Development of a prototype of the server structure of an ERP system for 1500 users
The initial task was to implement a functional IT structure prototype, which would allow to calculate the requirements for a comprehensive system. The prototype had to take the following factors into account:
- Fault tolerance;
- Disaster tolerance;
- Satisfactory performance;
- Separation of the development, test and production environments, filtration of traffic between them;
- Resources for the next 2 years.
Architecture design and test rig were implemented as follows:
- A decision was made to divide the system into two cores (primary and backup) to comply with the disaster tolerance requirements. Each one must be located in the data center of the corresponding class (see table 1), at a distance of at least 50 km from each other, and connected by a direct optical fiber with a bandwidth of at least 2 Gb/s.
Table 1. Data center requirements
|Data center requirements||Tier2 backup data center||Tier3 primary data center|
|In-process data center maintenance||No||Yes|
|Annual downtime (hours)||28.8||1.6|
|Likelihood of shutting down within 5 years||37.17||25.91|
|Duplication of communication channels and client’s IT equipment||No||Yes|
|Server rooms separated from other rooms by 1-hour fire rated walls||No||Yes|
- An IPsec-class network tunnel with AES 256-bit encryption was built between the primary and backup data centers.
- Replication of the server structure from the primary to the backup hosting was carried out regularly online using Hyper-V Replica synchronization technology.
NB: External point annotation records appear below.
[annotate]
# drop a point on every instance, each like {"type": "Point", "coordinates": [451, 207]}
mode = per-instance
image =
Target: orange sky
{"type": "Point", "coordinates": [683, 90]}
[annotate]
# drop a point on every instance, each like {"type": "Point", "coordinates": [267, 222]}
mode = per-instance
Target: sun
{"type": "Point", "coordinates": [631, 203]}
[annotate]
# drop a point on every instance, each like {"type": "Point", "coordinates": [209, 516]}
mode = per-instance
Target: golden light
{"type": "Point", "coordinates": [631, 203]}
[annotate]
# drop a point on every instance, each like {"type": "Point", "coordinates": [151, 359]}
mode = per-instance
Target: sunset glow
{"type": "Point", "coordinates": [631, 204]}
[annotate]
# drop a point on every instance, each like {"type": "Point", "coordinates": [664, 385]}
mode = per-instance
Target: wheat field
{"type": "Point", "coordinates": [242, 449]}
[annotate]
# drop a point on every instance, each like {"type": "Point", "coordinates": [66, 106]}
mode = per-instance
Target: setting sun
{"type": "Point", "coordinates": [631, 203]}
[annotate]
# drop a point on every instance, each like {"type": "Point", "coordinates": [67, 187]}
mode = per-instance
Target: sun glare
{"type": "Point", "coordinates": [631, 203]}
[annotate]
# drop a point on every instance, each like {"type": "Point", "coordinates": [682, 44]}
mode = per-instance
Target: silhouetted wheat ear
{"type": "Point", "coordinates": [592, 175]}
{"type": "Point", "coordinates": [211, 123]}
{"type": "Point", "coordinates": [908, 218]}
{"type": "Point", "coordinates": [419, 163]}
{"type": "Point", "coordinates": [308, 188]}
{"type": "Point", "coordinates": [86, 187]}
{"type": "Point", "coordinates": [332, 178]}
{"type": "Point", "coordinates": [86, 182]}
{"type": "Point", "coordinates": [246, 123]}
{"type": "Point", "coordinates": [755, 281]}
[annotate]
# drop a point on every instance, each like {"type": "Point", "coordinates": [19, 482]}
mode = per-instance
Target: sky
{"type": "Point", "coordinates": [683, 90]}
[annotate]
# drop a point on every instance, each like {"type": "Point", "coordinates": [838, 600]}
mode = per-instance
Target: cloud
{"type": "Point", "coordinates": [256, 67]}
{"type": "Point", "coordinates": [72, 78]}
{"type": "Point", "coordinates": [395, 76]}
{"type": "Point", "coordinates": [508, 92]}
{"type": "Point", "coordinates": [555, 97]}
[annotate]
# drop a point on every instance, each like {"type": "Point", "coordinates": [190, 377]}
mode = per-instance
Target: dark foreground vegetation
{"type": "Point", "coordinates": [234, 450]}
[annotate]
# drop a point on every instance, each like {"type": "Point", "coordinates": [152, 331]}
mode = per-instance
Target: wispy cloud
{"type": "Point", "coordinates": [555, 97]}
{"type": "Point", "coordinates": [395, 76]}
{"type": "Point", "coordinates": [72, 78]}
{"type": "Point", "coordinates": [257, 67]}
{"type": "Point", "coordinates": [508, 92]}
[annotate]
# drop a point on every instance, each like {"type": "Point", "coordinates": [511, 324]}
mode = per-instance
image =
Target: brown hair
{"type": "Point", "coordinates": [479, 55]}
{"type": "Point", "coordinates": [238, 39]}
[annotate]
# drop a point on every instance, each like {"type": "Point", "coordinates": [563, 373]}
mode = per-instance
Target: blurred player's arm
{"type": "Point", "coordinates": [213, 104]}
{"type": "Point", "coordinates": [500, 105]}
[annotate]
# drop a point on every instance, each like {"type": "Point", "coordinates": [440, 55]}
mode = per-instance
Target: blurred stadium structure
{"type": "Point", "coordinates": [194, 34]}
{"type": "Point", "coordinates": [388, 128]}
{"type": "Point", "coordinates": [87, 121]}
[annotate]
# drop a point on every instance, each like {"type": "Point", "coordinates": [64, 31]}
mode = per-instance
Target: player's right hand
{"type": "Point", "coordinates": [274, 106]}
- Routing, limiting network access and providing network access to the ERP service in each data center was implemented by two Cisco hardware routers, combined into an active-passive cluster with minimum requirements presented in Table 2.
Table 2. Router requirements
|Number of devices||At least 2|
|Integrated 10GE Interfaces||At least 2|
|Integrated 1GE Interfaces||At least 24|
|Throughput||At least 40 Gb/s|
|Performance||At least 55 million data packets|
|Protocol support||eBGP, iBGP, OSPF|
|Reservation||Support of automated service reservation functions according to primary/backup model|
- Each data center’s server structure was divided into three logical areas - development, test and production environments (see Diagram 1).
Diagram 1. General architecture
- Each environment is located in a separate vlan (logical "virtual" local computer network).
- The physical core of these structures comprised:
- Hitachi data storage;
- Two Twin-class hardware server platforms – virtual machine media;
- Two hardware ERP and DBMS servers;
- SAN network based on Fiber Channel 16 Gbit/s.
- The structure of the development environment comprised a terminal access server and an ERP + DBMS server.
- The test environment was an approximate copy of the production environment and fully replicated its architecture, but with fewer resources.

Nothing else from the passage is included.